Patients, who have recovered from pancreatitis due to gallstones, may need to have their gallbladder removed surgically. The procedure is called a cholecystectomy, and can be done with a camera and small incisions (laparoscopic) or through a larger cut (open). During the operation the cystic duct and artery have to be clipped and cut. The gallbladder will be separated from the liver, and removed.

Patients can usually leave the hospital the day after the operation after laparoscopic surgery. They able to eat a regular diet, and will be given medication for pain at their incision (cut).

The bile duct needs to be reconnected to the intestine, so bile can reach the digestive tract. This is done with a hepaticojejunostomy, which means that the bile duct will be sewn to a piece of small intestine.

Resection and Reconstruction of the Bile duct

For bile duct cancer outside of the liver and pancreas (hilar cholangiocarcinoma), the bile duct, gallbaldder and lymph nodes in the area will be removed. The bile duct needs to be reconnected to the intestine with a hepaticojejunostomy.

Patients with bile duct cancer in the liver (intrahepatic cholangiocarcinoma) will need a liver resection (hepatectomy).

Hepatectomy

Hepatectomy is the surgical resection (removal of all or part) of the liver. While the term is often employed for the removal of the liver from a liver transplant donor, this article will focus on partial resections of hepatic tissue and hepatoportoenterostomy.

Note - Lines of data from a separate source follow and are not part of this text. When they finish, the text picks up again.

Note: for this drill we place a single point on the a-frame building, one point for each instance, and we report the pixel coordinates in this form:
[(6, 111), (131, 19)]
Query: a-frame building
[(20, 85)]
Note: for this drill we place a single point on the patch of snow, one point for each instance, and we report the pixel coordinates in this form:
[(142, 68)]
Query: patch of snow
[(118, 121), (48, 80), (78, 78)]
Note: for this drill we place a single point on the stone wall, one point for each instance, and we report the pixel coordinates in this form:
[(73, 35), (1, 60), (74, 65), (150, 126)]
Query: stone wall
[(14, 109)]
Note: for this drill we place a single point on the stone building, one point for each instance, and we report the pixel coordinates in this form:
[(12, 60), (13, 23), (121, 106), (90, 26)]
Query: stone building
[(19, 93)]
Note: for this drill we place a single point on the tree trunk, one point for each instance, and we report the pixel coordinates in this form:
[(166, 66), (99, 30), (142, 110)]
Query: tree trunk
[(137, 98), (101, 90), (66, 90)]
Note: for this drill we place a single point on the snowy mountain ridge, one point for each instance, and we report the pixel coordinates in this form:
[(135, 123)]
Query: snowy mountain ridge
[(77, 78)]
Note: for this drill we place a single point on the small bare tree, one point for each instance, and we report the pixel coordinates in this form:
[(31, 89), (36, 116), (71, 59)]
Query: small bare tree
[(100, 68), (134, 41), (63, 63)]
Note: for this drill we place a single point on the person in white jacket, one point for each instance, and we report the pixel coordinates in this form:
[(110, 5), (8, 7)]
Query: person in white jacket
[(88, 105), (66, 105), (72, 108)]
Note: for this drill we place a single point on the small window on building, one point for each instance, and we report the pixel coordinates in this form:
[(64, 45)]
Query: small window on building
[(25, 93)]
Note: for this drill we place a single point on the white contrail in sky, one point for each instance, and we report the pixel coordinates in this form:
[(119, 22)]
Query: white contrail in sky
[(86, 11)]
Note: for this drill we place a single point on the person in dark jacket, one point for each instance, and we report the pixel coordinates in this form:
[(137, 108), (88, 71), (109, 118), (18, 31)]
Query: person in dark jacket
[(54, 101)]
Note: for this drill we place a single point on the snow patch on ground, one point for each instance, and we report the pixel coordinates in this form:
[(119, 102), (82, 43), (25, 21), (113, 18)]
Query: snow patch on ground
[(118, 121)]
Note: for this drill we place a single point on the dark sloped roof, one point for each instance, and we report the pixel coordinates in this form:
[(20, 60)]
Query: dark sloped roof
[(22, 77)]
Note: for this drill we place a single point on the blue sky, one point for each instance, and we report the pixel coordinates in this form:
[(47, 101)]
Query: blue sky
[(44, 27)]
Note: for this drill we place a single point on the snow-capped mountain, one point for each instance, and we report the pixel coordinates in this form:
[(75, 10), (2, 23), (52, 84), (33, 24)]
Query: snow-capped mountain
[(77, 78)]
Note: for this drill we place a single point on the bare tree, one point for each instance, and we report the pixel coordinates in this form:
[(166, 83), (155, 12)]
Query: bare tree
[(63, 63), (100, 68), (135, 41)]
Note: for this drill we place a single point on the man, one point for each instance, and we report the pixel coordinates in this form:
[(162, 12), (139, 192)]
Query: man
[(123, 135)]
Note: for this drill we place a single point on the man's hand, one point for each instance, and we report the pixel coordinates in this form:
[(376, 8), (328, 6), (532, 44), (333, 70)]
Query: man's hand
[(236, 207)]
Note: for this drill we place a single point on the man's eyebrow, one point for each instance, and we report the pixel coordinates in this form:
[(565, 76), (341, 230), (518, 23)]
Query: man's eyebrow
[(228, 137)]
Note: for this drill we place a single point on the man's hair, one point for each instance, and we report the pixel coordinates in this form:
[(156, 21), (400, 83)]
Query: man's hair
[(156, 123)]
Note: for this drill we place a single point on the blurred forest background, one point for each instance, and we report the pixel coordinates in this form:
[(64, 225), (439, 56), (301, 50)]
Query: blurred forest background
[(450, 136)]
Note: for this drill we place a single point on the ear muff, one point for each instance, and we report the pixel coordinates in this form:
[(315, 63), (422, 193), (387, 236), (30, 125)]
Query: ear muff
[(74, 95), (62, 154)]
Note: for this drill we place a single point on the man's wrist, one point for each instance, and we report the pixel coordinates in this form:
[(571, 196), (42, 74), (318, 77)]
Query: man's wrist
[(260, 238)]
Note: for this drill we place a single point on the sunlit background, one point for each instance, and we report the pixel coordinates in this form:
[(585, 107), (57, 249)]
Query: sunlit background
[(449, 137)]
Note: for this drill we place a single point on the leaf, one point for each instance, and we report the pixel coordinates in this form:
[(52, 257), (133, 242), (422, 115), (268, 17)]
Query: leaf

Patients with a distal bile duct cancer (cholangiocarcinoma) will need a Whipple procedure.

What is a Whipple Procedure?

The Whipple procedure, or pancreaticoduodenectomy, is the most common surgery to remove tumors in the pancreas. Surgery to remove a tumor offers the best chance for long-term control of all pancreatic cancer types. The Whipple removes and reconstructs a large part of the gastrointestinal tract and is a difficult and complex operation.